Paul nomme cela vivre selon la chair ce qui est le lot de l’humain livré à lui-même, asservi à ses passions intérieures, au péché pour le dire théologiquement, si bien que l’humanité de l’humain et entre les humains finit par disparaître. Dans les versets que nous avons lus, la dévoration exprime cette déformation déshumanisante que la Loi favorise lorsqu’elle n’est pas adossée à l’Évangile et à la foi au Dieu qui justifie et libère en Christ. Vivre selon la chair ou vivre selon l’Esprit (et là où est l’Esprit, là est la liberté) c’est un choix de foi qui doit être tenu, maintenu avec persévérance dans la durée du temps car les passions intérieures sont profondément ancrées en l’humain, forgées en partie par la naissance, l’enfance, l’éducation, la culture, les blessures, les échecs…
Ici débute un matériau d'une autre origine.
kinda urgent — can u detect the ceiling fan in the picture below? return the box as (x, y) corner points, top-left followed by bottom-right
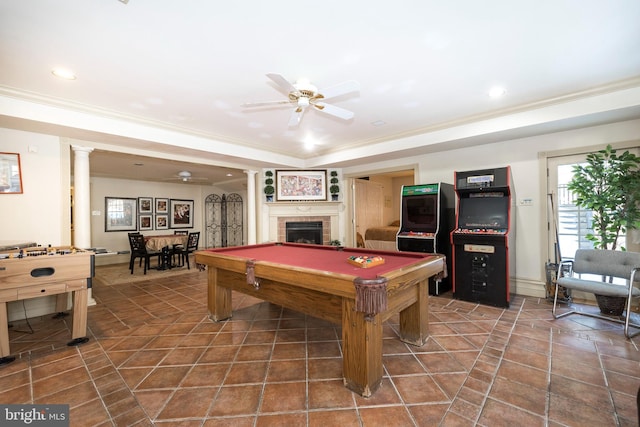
(242, 73), (360, 127)
(163, 171), (209, 183)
Paul bataille souvent contre les dévoiements de la liberté évangélique. Tout m’est permis mais tout n’est pas utile rappelle-t-il aux Corinthiens. Et aussi la lettre tue, mais l’Esprit vivifie, quand il s’élève à sa manière contre le littéralisme. Le chemin de liberté, vers la liberté ne passe pas par des codes à appliquer mais par une recherche accordée à chaque situation : par exemple manger de la viande sacrifiée aux idoles ou pas. En bien des circonstances, l’apôtre doit rappeler que la liberté s’expérimente dans le rapport à autrui, c’est-à-dire dans le service d’autrui. Il doit rappeler que la liberté n’est pas un gain personnel mais qu’elle joue dans les relations pour conduire à faire des choix de manière délibérée, c’est-à-dire de manière libre et réfléchie et même joyeuse : respecter ou pas une tradition, obéir ou pas à une règle, suivre ou pas une norme, se conformer ou pas à un modèle.

Et l’horizon du choix, ce n’est pas le salut ou la grâce puisqu’ils sont déjà donnés. Ce n’est pas non plus une récompense, une rétribution. L’horizon du choix, c’est le prochain, ni pour le gagner, ni pour le conformer, mais pour le servir, pour servir à sa libération.
Aujourd’hui, Paul serait certainement interrogé sur des questions d’éthique posées par le progrès scientifique et technique entre procréation et fin de vie, technique génétique et dérèglement climatique. Il n’y a pas de réponse donnée à l’avance, mais une orientation vers le prochain, qui nécessite du temps, de la réflexion et la prière aussi, et qui ne garantit ni tranquillité ni reconnaissance. Autant dire que seule la foi peut mettre en chemin dans cette direction du service de la libération d’autrui.

Bien sûr, la vie en société nécessite des lois, le rôle du pouvoir politique est de favoriser le vivre ensemble dans un espace commun dans la justice et en paix, en humains. Bien des siècles après Paul, c’est Jean Calvin qui fustige le pouvoir politique qui ne remplit pas sa fonction en obligeant les gens à vivre comme des rats sur la paille, c’est-à-dire préoccupés seulement de leur propre survie, préoccupation dans laquelle l’autre ne peut être qu’un gêneur, un outil ou un adversaire. Comme des rats, pas comme des humains.

L’amour du prochain, accomplissement de la Loi, prend en particulier la forme du service pour la libération d’autrui, une manière d’être en relation qui témoigne de l’extrême dignité dont le prochain est crédité devant Dieu et donc pour le chrétien. Le prochain est crédité et non débiteur d’une dette à rembourser.

Justifié, libéré par la grâce, pour servir le prochain. Voici, pour aujourd’hui, la Bonne Nouvelle d’une liberté dynamique, liberté dans l’Esprit de Dieu, liberté comme dynamique d’existence dans laquelle cheminer et à faire passer.